In a shocking tally, up to 500 people have come forward claiming to be victims of former British Broadcasting Corp. TV and radio star Jimmy Savile, British police have reported. The scandal has reached from the 1960s to today but has also reached across the ocean to the newly hired CEO of The New York Times, himself a former BBC executive.

New Times executive Mark Thompson was the most recent top man at the BBC of any long standing, having served for eight years ending his tenure only this past September. Thompson resigned from the Beeb to come to America to take the helm of The New York Times just as the Jimmy Savile sex abuse scandal was developing.

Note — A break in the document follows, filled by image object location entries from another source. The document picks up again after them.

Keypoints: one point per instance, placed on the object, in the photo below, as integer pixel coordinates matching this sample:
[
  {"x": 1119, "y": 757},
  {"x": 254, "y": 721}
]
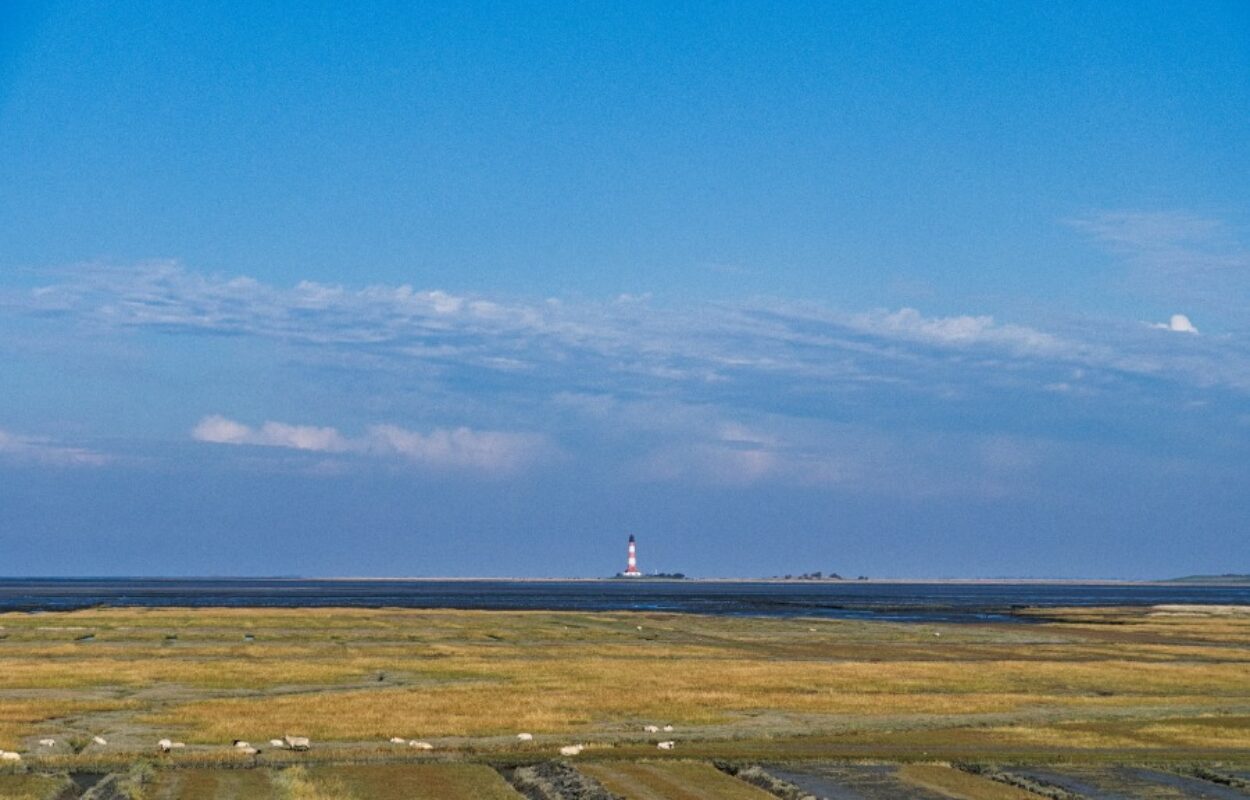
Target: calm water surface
[{"x": 840, "y": 600}]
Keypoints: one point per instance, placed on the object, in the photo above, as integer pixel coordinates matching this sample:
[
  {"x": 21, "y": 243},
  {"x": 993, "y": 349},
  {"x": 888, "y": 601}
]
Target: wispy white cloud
[
  {"x": 1178, "y": 324},
  {"x": 1178, "y": 254},
  {"x": 220, "y": 430},
  {"x": 713, "y": 353},
  {"x": 45, "y": 451},
  {"x": 461, "y": 448}
]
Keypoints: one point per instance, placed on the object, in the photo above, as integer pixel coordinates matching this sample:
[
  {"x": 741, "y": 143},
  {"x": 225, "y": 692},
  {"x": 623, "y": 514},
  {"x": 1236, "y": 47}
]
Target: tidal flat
[{"x": 1161, "y": 686}]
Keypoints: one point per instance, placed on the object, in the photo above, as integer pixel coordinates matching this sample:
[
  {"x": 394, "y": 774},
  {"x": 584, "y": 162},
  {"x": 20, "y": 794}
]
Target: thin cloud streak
[
  {"x": 48, "y": 453},
  {"x": 629, "y": 339},
  {"x": 460, "y": 449}
]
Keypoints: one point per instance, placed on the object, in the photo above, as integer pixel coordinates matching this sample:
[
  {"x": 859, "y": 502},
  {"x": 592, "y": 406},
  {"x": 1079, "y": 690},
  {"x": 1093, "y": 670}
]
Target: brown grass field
[{"x": 1093, "y": 684}]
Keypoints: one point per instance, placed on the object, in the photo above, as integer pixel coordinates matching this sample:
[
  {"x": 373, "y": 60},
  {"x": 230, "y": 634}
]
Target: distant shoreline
[{"x": 426, "y": 579}]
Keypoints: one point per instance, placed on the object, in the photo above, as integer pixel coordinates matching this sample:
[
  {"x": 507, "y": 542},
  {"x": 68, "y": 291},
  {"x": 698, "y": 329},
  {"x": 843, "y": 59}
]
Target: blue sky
[{"x": 411, "y": 289}]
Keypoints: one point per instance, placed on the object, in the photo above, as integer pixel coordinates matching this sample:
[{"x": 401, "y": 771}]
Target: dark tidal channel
[{"x": 894, "y": 601}]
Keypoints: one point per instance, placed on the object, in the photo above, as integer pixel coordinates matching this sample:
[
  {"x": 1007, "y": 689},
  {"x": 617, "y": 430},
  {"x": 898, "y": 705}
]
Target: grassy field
[{"x": 1168, "y": 683}]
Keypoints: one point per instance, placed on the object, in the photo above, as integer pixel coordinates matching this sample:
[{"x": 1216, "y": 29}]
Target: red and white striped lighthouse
[{"x": 631, "y": 564}]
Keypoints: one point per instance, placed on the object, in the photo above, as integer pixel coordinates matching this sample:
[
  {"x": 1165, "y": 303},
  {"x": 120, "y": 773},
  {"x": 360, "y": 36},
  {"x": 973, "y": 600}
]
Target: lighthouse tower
[{"x": 631, "y": 565}]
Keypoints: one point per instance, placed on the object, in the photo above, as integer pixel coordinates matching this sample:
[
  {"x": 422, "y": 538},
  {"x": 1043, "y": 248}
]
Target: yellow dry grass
[{"x": 364, "y": 675}]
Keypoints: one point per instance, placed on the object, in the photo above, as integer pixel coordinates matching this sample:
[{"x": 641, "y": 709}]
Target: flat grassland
[{"x": 1155, "y": 684}]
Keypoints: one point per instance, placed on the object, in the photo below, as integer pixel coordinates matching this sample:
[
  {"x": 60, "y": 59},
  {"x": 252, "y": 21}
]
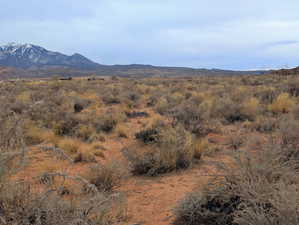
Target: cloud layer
[{"x": 229, "y": 34}]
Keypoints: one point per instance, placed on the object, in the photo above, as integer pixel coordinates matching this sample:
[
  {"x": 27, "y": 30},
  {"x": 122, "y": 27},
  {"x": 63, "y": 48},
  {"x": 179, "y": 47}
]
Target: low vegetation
[{"x": 60, "y": 141}]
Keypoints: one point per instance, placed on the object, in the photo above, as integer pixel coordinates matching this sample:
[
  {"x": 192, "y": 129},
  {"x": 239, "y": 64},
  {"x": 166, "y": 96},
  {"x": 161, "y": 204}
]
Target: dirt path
[{"x": 151, "y": 200}]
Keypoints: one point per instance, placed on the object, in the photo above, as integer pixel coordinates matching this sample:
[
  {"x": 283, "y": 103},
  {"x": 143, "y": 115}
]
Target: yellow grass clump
[{"x": 283, "y": 104}]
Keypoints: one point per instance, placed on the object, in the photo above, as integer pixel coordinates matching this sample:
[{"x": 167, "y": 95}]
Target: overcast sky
[{"x": 228, "y": 34}]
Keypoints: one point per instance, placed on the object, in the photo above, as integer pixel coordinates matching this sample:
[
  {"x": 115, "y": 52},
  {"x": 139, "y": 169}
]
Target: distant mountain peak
[{"x": 33, "y": 56}]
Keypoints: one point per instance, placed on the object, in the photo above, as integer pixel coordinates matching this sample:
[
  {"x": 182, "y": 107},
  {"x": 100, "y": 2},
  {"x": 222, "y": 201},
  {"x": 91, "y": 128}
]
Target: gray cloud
[{"x": 228, "y": 34}]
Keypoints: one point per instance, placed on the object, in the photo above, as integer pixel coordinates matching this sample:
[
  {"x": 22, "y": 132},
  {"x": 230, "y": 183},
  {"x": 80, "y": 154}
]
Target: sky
[{"x": 225, "y": 34}]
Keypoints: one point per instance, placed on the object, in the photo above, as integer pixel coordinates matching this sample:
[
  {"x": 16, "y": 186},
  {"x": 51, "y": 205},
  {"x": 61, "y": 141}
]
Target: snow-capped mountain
[{"x": 32, "y": 56}]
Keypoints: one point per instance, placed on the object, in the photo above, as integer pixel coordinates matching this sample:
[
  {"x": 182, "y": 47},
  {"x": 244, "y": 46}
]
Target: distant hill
[
  {"x": 28, "y": 56},
  {"x": 34, "y": 61},
  {"x": 286, "y": 72}
]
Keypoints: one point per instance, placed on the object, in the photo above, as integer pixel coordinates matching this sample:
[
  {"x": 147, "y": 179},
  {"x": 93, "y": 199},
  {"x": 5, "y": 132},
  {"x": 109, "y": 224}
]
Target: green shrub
[{"x": 172, "y": 150}]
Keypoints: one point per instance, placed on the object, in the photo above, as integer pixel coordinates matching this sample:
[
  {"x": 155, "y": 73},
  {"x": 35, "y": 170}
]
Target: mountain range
[{"x": 28, "y": 60}]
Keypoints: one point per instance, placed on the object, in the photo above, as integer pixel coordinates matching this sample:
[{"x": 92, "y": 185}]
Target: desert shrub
[
  {"x": 65, "y": 125},
  {"x": 69, "y": 145},
  {"x": 202, "y": 147},
  {"x": 251, "y": 108},
  {"x": 20, "y": 205},
  {"x": 85, "y": 132},
  {"x": 282, "y": 104},
  {"x": 295, "y": 112},
  {"x": 148, "y": 136},
  {"x": 172, "y": 150},
  {"x": 80, "y": 104},
  {"x": 191, "y": 117},
  {"x": 135, "y": 114},
  {"x": 12, "y": 143},
  {"x": 163, "y": 106},
  {"x": 106, "y": 177},
  {"x": 254, "y": 190},
  {"x": 111, "y": 99},
  {"x": 84, "y": 157},
  {"x": 266, "y": 96},
  {"x": 235, "y": 139},
  {"x": 106, "y": 123},
  {"x": 264, "y": 124},
  {"x": 230, "y": 111}
]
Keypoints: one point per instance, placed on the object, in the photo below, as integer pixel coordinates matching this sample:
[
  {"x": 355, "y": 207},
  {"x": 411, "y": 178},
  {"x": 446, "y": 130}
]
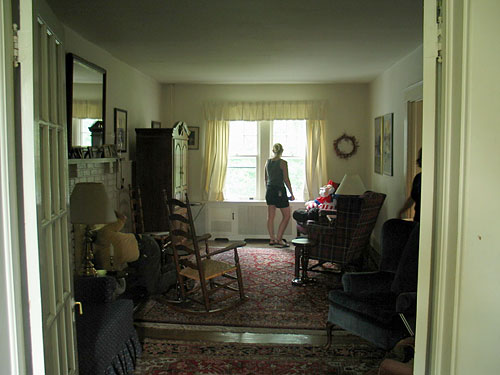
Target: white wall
[
  {"x": 348, "y": 106},
  {"x": 387, "y": 94},
  {"x": 126, "y": 88}
]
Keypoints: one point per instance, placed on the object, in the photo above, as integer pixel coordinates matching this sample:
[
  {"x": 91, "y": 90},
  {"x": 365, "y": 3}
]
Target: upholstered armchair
[
  {"x": 106, "y": 338},
  {"x": 381, "y": 306},
  {"x": 344, "y": 240}
]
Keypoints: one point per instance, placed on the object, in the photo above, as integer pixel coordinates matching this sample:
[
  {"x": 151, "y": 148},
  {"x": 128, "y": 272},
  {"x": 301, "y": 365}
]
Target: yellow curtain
[
  {"x": 216, "y": 150},
  {"x": 87, "y": 109},
  {"x": 316, "y": 174},
  {"x": 218, "y": 115}
]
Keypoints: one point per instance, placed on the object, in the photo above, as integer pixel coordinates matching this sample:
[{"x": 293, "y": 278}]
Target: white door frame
[
  {"x": 11, "y": 321},
  {"x": 28, "y": 186}
]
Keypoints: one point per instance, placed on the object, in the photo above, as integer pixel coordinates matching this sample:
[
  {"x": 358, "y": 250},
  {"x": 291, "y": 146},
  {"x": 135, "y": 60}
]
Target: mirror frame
[{"x": 70, "y": 59}]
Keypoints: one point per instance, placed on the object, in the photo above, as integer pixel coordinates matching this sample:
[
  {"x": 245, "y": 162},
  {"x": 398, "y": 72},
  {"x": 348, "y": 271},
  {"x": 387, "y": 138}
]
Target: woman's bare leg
[
  {"x": 271, "y": 213},
  {"x": 285, "y": 212}
]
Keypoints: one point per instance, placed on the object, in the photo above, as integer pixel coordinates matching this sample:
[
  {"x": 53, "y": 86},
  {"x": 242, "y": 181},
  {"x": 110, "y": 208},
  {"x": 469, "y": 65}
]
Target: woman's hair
[{"x": 277, "y": 149}]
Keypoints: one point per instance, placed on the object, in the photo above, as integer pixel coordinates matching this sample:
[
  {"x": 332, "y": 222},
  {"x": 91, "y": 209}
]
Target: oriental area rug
[
  {"x": 348, "y": 355},
  {"x": 272, "y": 300}
]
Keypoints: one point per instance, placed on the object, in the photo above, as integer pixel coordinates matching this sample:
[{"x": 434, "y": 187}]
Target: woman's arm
[
  {"x": 284, "y": 167},
  {"x": 265, "y": 172},
  {"x": 408, "y": 203}
]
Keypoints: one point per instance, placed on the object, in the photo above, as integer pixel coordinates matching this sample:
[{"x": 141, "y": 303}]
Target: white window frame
[{"x": 264, "y": 145}]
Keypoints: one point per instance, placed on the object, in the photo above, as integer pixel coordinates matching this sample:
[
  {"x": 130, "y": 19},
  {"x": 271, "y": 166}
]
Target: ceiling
[{"x": 250, "y": 41}]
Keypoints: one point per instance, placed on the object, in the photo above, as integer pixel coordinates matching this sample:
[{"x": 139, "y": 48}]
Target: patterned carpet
[
  {"x": 349, "y": 355},
  {"x": 272, "y": 300}
]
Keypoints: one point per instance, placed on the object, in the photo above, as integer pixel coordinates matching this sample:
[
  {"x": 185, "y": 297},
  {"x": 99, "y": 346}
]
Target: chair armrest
[
  {"x": 231, "y": 246},
  {"x": 94, "y": 289},
  {"x": 203, "y": 237},
  {"x": 366, "y": 283},
  {"x": 406, "y": 303}
]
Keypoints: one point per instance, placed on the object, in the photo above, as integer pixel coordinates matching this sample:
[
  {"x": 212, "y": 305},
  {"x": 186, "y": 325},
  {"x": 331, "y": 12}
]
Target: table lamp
[
  {"x": 351, "y": 185},
  {"x": 89, "y": 205}
]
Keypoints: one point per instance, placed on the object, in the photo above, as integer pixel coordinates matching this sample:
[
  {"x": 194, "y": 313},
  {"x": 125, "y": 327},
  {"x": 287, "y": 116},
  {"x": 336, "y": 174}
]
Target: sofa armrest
[
  {"x": 406, "y": 303},
  {"x": 94, "y": 289},
  {"x": 365, "y": 283}
]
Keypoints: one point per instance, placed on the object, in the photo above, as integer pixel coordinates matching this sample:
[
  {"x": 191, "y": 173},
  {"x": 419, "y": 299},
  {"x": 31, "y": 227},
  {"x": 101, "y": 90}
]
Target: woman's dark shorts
[{"x": 276, "y": 196}]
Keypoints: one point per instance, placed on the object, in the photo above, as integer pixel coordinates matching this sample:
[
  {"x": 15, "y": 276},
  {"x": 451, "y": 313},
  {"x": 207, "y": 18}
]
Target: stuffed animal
[{"x": 325, "y": 200}]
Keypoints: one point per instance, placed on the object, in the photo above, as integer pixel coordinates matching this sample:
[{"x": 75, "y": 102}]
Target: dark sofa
[
  {"x": 371, "y": 302},
  {"x": 106, "y": 338}
]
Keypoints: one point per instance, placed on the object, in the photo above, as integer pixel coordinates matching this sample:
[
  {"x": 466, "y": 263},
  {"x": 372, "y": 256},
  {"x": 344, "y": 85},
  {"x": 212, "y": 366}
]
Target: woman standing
[
  {"x": 414, "y": 197},
  {"x": 276, "y": 197}
]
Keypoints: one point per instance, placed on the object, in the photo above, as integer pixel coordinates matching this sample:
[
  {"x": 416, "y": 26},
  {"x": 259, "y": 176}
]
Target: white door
[
  {"x": 14, "y": 356},
  {"x": 459, "y": 258},
  {"x": 45, "y": 180},
  {"x": 53, "y": 227}
]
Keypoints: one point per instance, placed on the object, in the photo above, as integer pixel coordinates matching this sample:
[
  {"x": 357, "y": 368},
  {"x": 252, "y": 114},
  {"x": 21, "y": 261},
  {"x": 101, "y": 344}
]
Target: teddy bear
[{"x": 325, "y": 200}]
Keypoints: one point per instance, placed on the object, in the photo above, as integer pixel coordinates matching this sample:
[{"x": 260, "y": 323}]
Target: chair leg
[
  {"x": 329, "y": 329},
  {"x": 298, "y": 257},
  {"x": 240, "y": 282},
  {"x": 205, "y": 294}
]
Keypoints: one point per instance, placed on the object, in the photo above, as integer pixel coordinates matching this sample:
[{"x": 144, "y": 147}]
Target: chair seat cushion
[
  {"x": 211, "y": 268},
  {"x": 380, "y": 307}
]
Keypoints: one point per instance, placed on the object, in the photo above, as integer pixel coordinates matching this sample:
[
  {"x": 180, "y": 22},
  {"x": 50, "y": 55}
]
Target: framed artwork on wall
[
  {"x": 193, "y": 140},
  {"x": 121, "y": 130},
  {"x": 387, "y": 144},
  {"x": 378, "y": 145}
]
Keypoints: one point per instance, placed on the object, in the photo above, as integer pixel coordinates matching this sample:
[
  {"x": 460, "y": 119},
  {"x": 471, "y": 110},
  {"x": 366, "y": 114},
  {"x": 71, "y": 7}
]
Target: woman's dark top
[
  {"x": 415, "y": 195},
  {"x": 275, "y": 189},
  {"x": 274, "y": 173}
]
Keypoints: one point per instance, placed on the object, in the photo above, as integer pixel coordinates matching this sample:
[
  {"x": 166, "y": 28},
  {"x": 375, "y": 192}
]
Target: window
[
  {"x": 241, "y": 174},
  {"x": 250, "y": 143},
  {"x": 82, "y": 135}
]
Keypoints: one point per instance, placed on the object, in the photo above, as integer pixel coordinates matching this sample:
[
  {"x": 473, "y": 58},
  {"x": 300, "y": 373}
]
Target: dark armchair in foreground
[
  {"x": 371, "y": 302},
  {"x": 106, "y": 337}
]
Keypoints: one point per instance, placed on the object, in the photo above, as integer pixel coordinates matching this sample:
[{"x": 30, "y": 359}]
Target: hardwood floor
[{"x": 231, "y": 334}]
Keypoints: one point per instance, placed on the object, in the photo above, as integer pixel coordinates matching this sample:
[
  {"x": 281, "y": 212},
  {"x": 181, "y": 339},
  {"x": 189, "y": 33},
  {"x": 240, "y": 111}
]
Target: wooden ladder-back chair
[{"x": 211, "y": 276}]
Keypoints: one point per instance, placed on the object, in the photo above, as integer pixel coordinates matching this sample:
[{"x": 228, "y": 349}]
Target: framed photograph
[
  {"x": 109, "y": 151},
  {"x": 193, "y": 140},
  {"x": 121, "y": 130},
  {"x": 378, "y": 145},
  {"x": 387, "y": 144}
]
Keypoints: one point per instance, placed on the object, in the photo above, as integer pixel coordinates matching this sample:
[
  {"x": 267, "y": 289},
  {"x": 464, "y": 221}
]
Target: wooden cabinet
[{"x": 161, "y": 163}]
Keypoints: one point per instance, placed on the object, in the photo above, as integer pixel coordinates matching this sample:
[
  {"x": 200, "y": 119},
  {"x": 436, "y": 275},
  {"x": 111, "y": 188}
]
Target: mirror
[{"x": 86, "y": 103}]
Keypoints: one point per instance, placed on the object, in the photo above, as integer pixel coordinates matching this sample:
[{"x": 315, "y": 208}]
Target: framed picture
[
  {"x": 109, "y": 151},
  {"x": 378, "y": 145},
  {"x": 387, "y": 144},
  {"x": 121, "y": 130},
  {"x": 193, "y": 140}
]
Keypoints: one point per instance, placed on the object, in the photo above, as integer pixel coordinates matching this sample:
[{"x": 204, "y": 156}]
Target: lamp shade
[
  {"x": 351, "y": 185},
  {"x": 89, "y": 204}
]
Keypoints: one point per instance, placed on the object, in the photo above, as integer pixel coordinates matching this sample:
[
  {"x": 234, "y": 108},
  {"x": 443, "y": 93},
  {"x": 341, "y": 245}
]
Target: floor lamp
[{"x": 90, "y": 205}]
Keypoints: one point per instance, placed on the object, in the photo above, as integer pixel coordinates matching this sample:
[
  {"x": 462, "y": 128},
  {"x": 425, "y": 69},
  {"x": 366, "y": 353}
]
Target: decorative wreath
[{"x": 349, "y": 139}]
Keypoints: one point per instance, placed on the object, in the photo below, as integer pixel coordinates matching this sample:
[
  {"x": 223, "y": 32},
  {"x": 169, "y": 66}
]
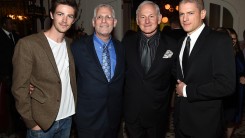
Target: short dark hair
[
  {"x": 4, "y": 20},
  {"x": 71, "y": 3}
]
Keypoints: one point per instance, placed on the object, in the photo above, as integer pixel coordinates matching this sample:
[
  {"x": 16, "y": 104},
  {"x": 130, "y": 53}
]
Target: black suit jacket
[
  {"x": 6, "y": 54},
  {"x": 147, "y": 95},
  {"x": 98, "y": 99},
  {"x": 210, "y": 77}
]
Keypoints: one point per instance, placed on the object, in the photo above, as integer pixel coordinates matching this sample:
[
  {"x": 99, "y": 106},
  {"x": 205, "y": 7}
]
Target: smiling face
[
  {"x": 63, "y": 18},
  {"x": 148, "y": 19},
  {"x": 104, "y": 22},
  {"x": 191, "y": 18}
]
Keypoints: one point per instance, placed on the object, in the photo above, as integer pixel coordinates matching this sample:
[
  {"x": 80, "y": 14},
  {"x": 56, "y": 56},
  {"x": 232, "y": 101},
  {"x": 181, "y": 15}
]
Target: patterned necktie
[
  {"x": 106, "y": 63},
  {"x": 11, "y": 37},
  {"x": 146, "y": 57},
  {"x": 186, "y": 55}
]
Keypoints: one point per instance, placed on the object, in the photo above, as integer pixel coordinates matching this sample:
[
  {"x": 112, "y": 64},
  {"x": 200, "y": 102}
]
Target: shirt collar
[
  {"x": 99, "y": 41},
  {"x": 150, "y": 39},
  {"x": 196, "y": 33}
]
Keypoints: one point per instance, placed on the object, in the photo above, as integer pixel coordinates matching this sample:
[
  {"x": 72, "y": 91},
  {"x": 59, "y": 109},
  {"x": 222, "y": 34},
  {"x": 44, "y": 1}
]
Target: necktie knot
[{"x": 106, "y": 63}]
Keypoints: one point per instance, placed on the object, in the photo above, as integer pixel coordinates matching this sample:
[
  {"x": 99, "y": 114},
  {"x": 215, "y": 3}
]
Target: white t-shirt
[{"x": 67, "y": 104}]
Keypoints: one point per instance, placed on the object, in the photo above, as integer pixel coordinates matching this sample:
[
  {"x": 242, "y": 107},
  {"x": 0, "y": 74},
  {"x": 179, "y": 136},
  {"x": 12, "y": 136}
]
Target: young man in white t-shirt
[{"x": 44, "y": 60}]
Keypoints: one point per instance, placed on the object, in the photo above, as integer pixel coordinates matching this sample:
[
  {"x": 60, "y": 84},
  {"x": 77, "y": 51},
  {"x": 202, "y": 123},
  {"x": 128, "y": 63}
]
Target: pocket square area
[{"x": 168, "y": 54}]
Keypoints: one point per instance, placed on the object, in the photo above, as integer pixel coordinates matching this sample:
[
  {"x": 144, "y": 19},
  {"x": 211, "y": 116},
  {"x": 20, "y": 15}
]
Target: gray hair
[
  {"x": 148, "y": 2},
  {"x": 106, "y": 6}
]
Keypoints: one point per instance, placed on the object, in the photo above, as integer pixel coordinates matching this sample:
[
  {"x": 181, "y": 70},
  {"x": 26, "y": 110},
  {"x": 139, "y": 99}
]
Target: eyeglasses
[{"x": 107, "y": 18}]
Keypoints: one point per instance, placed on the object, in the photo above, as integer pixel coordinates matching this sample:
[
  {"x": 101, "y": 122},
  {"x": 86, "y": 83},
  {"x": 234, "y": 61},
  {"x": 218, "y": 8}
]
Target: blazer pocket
[{"x": 38, "y": 96}]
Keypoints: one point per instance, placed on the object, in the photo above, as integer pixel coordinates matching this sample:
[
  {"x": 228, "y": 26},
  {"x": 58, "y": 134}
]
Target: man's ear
[
  {"x": 51, "y": 15},
  {"x": 115, "y": 22}
]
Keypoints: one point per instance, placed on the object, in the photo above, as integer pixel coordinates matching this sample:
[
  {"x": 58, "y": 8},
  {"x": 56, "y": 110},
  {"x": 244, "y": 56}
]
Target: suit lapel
[
  {"x": 159, "y": 53},
  {"x": 91, "y": 50},
  {"x": 44, "y": 42},
  {"x": 198, "y": 45},
  {"x": 119, "y": 57}
]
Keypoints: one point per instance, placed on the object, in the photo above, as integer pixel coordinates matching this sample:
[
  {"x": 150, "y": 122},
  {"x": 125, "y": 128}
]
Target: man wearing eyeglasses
[{"x": 99, "y": 60}]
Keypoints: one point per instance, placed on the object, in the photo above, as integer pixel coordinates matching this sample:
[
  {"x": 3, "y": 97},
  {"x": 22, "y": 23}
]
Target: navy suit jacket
[
  {"x": 98, "y": 99},
  {"x": 147, "y": 95},
  {"x": 210, "y": 77}
]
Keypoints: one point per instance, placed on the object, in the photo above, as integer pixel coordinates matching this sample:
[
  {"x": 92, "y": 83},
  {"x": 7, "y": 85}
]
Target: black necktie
[
  {"x": 11, "y": 37},
  {"x": 186, "y": 55},
  {"x": 146, "y": 57}
]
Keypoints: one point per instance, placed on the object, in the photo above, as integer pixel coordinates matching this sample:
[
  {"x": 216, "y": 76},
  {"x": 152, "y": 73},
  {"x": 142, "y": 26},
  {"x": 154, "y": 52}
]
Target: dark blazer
[
  {"x": 147, "y": 95},
  {"x": 99, "y": 101},
  {"x": 6, "y": 54},
  {"x": 34, "y": 63},
  {"x": 210, "y": 77}
]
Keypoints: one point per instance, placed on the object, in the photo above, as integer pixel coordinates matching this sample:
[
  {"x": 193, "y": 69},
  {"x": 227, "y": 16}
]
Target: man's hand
[{"x": 179, "y": 88}]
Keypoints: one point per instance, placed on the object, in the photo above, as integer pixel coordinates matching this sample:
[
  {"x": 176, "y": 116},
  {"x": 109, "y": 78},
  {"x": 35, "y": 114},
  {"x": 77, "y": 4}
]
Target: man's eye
[
  {"x": 108, "y": 17},
  {"x": 71, "y": 16}
]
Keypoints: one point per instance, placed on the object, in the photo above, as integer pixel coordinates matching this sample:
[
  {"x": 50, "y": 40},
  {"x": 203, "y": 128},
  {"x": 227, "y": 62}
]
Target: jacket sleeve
[{"x": 22, "y": 68}]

In his pre-employment interviews, Thompson swore he had no knowledge at all about the decades of sexual abuse cases perpetrated by BBC TV star Jimmy Savile, many of which the BBC aided in covering up and hiding from both the police and the license-paying public.

But the latest news from the investigation into the Savile scandal raises questions about what Thompson knew and when he knew it and that timeline brings suspicion that he knew about the mounting scandal long before he told The New York Times that he did.

So, what will The New York Times do? Will the “paper of record” demand that its own chief prove his claims of ignorance about the very sandal under his nose for his full tenure as the BBC’s top boss? Will The Times demand the truth?

What did Thompson know and when did he know it?